Where to catch it: Platte River Valley, NE
The Nature Conservancy Platte River Prairie Nature Trail and Lillian Annette Rowe Sanctuary are hotspots for huge gatherings of sandhill cranes every year, and the Rowe Sanctuary has blinds in place for serious birdwatchers.
The nearly 200,000 members of the Porcupine Caribou herd wander thousands of miles through their winter range in Alaska’s far northern uplands. One part of the route always stays the same: The path to the Arctic National Wildlife Refuge’s coastal plain to birth and raise their calves. The young caribou are born in May and early June, and can already run just a few hours after their birth. This relatively flat region of tundra between the Beaufort Sea and the Brooks Range sprouts new growth of sedges and grasses right as calving begins, providing particularly nutritious food during a key part of the caribou lifecycle. The Gwich’in Nation, for whom the Porcupine Caribou Herd has long been a source of food and a cultural foundation, call this spot “Iizhik Gwats’an Gwandaii Goodlit,” which means “Sacred Place Where Life Begins.”
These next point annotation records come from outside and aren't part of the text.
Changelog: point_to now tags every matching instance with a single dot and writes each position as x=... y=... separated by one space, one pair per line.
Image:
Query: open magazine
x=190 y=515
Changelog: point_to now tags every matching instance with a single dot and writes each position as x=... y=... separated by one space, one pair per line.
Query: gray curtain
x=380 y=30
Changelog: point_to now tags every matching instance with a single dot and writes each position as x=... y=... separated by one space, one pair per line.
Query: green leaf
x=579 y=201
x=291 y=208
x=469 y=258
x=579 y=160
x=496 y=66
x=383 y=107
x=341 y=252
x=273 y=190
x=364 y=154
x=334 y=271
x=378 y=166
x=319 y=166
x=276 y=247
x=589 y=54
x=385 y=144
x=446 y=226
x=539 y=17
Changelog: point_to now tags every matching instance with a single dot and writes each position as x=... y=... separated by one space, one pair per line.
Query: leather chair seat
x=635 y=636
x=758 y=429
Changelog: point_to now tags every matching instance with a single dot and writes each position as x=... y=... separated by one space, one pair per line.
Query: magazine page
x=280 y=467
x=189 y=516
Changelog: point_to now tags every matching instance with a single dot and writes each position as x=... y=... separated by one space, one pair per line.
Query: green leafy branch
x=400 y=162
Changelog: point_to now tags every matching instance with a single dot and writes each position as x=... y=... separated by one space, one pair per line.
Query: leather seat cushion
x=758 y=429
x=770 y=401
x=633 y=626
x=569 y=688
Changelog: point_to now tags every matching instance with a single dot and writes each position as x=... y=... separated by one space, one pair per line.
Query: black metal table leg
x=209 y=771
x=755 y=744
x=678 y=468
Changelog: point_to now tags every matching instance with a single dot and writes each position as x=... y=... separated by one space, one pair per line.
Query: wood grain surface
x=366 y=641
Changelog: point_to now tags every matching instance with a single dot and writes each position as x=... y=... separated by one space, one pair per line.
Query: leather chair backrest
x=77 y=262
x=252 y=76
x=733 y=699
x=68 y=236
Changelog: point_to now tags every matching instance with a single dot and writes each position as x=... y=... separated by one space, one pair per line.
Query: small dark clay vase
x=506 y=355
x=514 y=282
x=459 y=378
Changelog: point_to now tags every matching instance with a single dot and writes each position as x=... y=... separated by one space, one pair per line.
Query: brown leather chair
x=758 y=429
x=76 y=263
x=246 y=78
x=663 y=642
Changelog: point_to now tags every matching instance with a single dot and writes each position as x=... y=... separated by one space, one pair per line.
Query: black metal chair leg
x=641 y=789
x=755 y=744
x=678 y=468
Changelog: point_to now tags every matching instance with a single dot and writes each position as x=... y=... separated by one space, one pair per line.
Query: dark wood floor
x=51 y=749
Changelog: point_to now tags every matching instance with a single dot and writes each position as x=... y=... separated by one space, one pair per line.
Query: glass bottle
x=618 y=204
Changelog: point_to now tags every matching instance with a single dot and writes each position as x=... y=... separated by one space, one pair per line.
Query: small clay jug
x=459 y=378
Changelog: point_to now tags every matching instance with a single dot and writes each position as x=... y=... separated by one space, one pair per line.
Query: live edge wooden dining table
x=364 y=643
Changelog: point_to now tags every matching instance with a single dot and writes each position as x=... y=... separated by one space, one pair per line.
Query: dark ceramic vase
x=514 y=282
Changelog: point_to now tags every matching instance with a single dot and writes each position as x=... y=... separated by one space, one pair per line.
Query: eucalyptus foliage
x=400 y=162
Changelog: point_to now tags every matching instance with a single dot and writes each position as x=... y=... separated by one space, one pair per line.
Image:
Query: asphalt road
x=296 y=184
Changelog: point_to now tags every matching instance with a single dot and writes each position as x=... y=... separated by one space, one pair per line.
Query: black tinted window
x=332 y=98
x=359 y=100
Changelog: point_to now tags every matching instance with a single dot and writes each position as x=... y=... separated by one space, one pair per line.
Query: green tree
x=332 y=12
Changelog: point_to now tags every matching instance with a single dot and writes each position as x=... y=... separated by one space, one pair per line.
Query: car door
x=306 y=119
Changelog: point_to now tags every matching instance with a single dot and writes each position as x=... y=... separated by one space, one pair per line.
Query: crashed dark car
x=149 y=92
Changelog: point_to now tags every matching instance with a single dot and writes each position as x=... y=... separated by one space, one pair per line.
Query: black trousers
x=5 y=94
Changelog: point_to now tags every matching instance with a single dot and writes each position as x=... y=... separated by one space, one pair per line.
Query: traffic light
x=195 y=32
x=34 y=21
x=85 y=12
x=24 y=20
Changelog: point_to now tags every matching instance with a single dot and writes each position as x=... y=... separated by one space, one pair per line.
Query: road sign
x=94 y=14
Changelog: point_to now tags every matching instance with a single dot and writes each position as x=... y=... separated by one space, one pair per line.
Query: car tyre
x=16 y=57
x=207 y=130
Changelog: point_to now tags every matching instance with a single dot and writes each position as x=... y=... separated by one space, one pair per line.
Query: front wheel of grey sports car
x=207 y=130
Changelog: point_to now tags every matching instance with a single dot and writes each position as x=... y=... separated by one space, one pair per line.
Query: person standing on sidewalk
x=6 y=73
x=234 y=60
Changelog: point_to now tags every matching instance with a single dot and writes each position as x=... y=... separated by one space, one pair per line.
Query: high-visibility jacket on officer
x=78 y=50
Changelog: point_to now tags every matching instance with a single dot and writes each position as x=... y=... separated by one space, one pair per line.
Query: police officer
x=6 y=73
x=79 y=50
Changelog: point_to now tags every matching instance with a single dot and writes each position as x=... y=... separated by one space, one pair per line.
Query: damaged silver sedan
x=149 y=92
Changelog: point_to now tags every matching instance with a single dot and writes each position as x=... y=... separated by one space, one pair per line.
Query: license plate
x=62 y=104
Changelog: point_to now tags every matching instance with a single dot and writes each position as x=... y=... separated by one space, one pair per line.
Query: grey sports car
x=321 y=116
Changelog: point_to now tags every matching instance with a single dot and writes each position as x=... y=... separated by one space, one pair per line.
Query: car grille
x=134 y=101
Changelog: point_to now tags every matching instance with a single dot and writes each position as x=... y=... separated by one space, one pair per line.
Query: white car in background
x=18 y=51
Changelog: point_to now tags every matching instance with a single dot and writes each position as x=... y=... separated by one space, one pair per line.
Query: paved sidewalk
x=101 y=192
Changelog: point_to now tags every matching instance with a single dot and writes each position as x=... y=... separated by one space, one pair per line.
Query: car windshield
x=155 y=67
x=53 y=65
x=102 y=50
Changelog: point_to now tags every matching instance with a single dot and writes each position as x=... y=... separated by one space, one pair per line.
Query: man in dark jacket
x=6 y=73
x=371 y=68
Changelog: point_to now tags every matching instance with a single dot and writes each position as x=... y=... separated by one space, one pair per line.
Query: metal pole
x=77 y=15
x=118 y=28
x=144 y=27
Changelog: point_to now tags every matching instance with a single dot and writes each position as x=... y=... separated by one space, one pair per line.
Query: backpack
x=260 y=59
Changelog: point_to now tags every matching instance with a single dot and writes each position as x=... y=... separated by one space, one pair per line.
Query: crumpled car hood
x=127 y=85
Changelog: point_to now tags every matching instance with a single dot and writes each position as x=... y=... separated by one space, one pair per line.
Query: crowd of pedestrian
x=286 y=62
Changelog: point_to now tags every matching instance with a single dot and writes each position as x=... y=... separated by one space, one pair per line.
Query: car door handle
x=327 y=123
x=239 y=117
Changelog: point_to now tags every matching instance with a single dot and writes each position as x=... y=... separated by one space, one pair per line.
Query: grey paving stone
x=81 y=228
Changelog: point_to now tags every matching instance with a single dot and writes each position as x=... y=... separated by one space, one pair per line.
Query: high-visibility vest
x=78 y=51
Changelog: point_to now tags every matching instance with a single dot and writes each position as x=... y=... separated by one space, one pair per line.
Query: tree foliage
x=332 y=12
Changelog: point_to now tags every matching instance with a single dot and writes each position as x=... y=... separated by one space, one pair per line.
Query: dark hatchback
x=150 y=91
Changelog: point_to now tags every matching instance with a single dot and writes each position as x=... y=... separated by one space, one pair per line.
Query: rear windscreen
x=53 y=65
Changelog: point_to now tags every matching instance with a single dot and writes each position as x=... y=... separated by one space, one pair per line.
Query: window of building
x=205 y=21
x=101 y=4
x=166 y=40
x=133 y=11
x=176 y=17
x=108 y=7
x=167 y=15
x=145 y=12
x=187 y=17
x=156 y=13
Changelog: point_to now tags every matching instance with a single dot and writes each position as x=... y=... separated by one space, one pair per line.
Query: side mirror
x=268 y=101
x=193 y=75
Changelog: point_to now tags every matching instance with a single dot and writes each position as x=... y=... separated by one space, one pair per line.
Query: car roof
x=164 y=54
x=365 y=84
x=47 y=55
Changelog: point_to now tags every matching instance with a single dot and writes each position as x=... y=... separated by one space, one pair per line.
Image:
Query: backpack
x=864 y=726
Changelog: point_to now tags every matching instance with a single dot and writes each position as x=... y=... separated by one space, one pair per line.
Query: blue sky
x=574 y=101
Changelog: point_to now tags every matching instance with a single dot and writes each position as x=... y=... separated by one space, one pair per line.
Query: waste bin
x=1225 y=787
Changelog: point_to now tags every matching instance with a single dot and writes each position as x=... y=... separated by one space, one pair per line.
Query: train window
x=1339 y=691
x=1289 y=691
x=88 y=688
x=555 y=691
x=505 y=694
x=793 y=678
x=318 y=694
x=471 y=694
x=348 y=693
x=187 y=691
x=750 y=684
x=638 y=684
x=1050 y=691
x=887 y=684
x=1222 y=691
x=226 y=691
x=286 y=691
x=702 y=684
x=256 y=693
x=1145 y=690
Where to catch it: Arctic National Wildlife Refuge, AK
The Arctic National Wildlife Refuge has no established trails, but you can head into the preserve on foot from Arctic Village or Atigun Pass or charter a bush plane. Plan your route through the coastal plain to meet the caribou.
Lyrid Meteor Shower
The Lyrid meteor shower always brings an end to the annual “meteor drought,” a stretch from January to April when shooting stars are rare. This year it peaks on April 21 and 22, though the whole shower lasts from the 15th to the 29th. In 2022, the Lyrids fall on a quarter moon, so the best time to catch the show is between sunset and moonrise to avoid moonlight washing out your view. The meteors themselves are rocky debris or other particles shed from the tail of yearly celestial visitor Comet Thatcher before burning up (creating the characteristic flare of light) in Earth’s atmosphere. The shower is named for where the meteors appear in the night sky—just above the constellation Lyra. A peak of 10 to 15 meteors per hour is standard, but sometimes bursts of up to 100 per hour can occur.
Where to catch it: White Sands National Park, NM and Canyonlands National Park, UT
When you want an uninterrupted sky view, desert parks are the way to go. Snag an overnight permit for White Sands’ Backcountry Camping Trail or Canyonlands’ Murphy Point.